Artificial Intelligence and Ethics – What Lies Ahead?

The ethics of artificial intelligence is a part of technology specific ethics that concerns robots and other artificially intelligent beings, as well as the people behind it all. It can be divided into robo-ethics (an issue regarding moral behavior of humans as they design, construct, use and treat artificially intelligent beings), and machine ethics (concerned with the moral behavior of artificial moral agents).


Basically, robo-ethics deals with sensitive questions of how we design, create, use and finally – treat any artificially intelligent being, considering both possible outcomes: harming and benefiting people. This field is investigating so-called socio-economic concerns. Meaning, how do we implement AI into societies without raising any eyebrows. Or the revolution of robots, for that matter. We are talking here about everything from machines used in wars, to healthcare robotics and many other areas where the presence of an artificially made being could lead to catastrophic or ground-breaking events.


On the other hand, machine-ethics (or machine morality, computational morality, or computational ethics) takes the ball to the other side of the court. This ethic’s field somewhat contrasts with robo-ethics, as it involves moral behavior investigation of the very AI.

In other words, is Terminator scenario even possible, given that machine ethics regards artificially intelligent machines as actual or potential moral agents?

The main dilemma in that question is actually this:

If we basically don’t have a clue how AIs make their final decision, how can we even trust what they decide?

Sure, AI proved itself a genius so many times. That time when it defeated world chess champion Gary Kasparov, or when world go champion Ke Jie underscored the qualitative aspect of AI… But, the logic of the moves was a mystery not only to the players but also to the creators of the program.

So, are we paying a high price for this new technology?


Digital information technology has already made information accessible to practically anyone, anytime and anywhere. This phenomenon shaped all aspect of our society – from manufacturing to distribution, consumption, and services. AI is just pumping up the volume on this digital stereo.

And those changes are actually changing basic rules of evolution. We are no longer simply adopting these diversities, but adapting to it by changing the very core of ourselves – the way we behave.
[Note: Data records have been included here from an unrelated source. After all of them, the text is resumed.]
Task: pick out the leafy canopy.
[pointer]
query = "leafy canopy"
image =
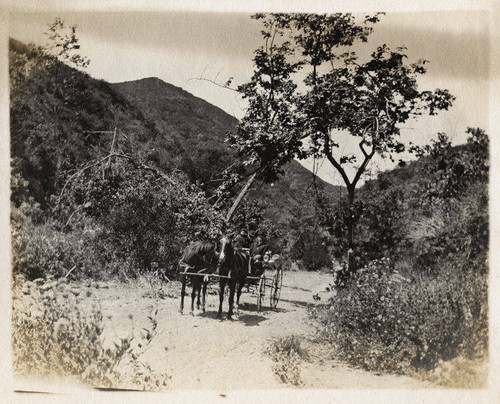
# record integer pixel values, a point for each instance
(307, 84)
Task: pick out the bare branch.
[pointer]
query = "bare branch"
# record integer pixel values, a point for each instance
(214, 82)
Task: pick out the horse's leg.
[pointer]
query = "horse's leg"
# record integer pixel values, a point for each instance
(232, 285)
(194, 282)
(204, 295)
(183, 291)
(199, 294)
(222, 286)
(238, 295)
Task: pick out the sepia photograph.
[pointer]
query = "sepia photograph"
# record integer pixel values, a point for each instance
(253, 199)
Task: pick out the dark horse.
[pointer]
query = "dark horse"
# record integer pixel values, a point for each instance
(198, 257)
(233, 266)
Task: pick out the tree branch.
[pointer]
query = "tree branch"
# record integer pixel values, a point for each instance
(214, 82)
(334, 162)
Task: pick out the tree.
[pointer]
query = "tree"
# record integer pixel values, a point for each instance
(64, 44)
(370, 101)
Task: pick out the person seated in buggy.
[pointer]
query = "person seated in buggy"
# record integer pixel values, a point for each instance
(260, 256)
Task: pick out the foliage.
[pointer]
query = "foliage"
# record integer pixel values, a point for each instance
(311, 248)
(369, 100)
(420, 297)
(53, 335)
(287, 354)
(386, 322)
(64, 44)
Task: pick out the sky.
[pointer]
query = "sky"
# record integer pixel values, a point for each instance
(183, 47)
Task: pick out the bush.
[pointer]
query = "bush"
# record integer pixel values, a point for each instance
(384, 321)
(287, 354)
(53, 335)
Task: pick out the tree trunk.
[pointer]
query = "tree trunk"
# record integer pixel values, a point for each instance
(240, 197)
(350, 230)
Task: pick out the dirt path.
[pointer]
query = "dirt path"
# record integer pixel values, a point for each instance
(201, 352)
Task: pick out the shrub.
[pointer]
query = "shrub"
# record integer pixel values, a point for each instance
(53, 335)
(384, 321)
(286, 354)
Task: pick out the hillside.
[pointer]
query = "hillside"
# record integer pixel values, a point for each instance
(199, 128)
(55, 129)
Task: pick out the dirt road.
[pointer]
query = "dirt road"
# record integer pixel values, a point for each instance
(202, 352)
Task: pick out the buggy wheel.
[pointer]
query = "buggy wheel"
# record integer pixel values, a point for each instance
(274, 295)
(261, 290)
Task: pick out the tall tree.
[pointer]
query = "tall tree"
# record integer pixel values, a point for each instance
(368, 100)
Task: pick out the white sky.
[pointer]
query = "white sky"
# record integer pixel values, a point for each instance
(179, 47)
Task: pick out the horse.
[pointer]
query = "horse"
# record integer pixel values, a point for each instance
(198, 257)
(234, 266)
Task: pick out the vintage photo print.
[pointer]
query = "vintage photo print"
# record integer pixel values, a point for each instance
(249, 201)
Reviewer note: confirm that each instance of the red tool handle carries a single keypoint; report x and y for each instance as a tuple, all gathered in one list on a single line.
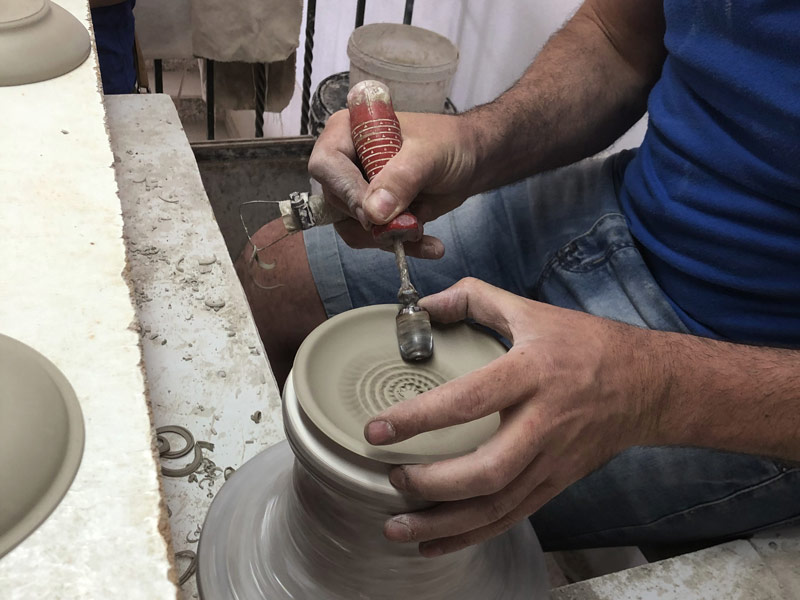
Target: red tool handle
[(376, 136)]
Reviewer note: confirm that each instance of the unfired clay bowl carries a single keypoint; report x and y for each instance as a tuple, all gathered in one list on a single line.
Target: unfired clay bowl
[(39, 40), (349, 369), (41, 440)]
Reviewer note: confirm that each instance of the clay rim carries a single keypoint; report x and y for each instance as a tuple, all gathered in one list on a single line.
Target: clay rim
[(449, 51), (51, 42), (318, 416), (73, 453)]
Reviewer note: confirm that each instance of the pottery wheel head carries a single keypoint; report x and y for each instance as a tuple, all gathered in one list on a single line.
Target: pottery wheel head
[(349, 369)]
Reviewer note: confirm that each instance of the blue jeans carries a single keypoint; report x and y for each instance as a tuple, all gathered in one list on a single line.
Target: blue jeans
[(561, 238)]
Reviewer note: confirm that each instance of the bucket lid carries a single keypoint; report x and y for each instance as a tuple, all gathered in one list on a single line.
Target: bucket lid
[(402, 52)]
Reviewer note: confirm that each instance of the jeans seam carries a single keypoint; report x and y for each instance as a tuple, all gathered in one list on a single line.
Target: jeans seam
[(727, 498), (556, 259)]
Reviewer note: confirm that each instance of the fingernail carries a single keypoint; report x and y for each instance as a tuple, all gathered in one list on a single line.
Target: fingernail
[(432, 249), (362, 218), (430, 550), (399, 478), (380, 204), (379, 432), (397, 530)]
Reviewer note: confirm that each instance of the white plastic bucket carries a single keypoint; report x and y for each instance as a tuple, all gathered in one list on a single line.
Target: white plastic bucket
[(417, 64)]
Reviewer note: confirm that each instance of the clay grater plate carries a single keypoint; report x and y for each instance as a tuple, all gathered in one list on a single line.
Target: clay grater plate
[(349, 369), (41, 440)]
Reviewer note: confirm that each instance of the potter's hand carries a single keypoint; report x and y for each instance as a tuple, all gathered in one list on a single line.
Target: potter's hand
[(432, 170), (573, 391)]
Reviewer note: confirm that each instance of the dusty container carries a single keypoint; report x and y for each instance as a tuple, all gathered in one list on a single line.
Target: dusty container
[(417, 64)]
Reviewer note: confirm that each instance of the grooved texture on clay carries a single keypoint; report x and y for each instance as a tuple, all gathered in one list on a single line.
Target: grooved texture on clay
[(349, 369), (39, 40), (41, 439)]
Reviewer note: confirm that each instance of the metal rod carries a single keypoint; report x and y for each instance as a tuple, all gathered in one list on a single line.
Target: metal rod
[(409, 12), (158, 67), (360, 12), (210, 115), (308, 57), (261, 94)]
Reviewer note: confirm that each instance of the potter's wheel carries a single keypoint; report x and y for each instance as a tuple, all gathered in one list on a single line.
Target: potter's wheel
[(39, 40), (41, 440), (312, 527)]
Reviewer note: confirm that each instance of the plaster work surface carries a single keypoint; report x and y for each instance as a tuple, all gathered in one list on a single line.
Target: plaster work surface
[(63, 293), (763, 568), (205, 364)]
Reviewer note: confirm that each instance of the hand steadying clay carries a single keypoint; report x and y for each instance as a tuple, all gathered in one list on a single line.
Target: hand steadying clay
[(572, 392)]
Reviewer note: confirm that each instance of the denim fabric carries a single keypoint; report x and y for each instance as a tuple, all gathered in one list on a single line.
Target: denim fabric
[(561, 238)]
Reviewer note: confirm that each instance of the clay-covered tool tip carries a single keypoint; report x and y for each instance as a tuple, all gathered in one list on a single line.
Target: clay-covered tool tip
[(414, 334)]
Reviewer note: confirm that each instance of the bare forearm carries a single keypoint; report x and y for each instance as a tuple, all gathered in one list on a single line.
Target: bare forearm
[(728, 396), (587, 87)]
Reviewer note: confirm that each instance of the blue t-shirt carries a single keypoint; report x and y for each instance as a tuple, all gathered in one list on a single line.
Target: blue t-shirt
[(713, 195)]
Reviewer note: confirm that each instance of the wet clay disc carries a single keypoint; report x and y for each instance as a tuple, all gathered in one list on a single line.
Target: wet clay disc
[(349, 369), (41, 440), (39, 40)]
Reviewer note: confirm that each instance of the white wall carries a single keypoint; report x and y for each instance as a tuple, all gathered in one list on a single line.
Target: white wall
[(497, 40)]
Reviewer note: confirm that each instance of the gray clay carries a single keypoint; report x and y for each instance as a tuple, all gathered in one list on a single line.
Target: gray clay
[(349, 369), (304, 518)]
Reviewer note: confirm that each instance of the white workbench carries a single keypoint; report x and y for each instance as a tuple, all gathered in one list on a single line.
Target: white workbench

Tech giants such as Alphabet, Amazon, Facebook, IBM, and Microsoft – together with entrepreneurs such as Elon Musk – strongly believe that this moment in history belongs to nearly boundless landscape of artificial intelligence. They have no doubt about it.

The fact is that businesses and societies are turning rapidly towards AI. What drives this is the notion that AI might in fact make better decisions with a far longer time horizon than humans. As a long-term result, our shorter-range context might get confronted with the feelings of being dazed and frustrated, while watching how the only currency for a functioning society is eroding.

Yes, we are now amazed at how AI can optimize logistics, detect fraud, compose art, conduct research, and provide translations. And, yes, it might be a simple truth that intelligent machine systems are transforming our lives for the better, without any danger behind it. Especially having in mind that fields such as medicine, business, law, education, and manufacturing are highly impacted by this AI wave.

Facebook uses it for targeted advertising, photo tagging, and to create news feeds. The case of Cortana or Siri is pretty clear. IBM’s Watson can diagnose cancer.  DeepMind’s AlphaGo cracked Go, the ancient Chinese game.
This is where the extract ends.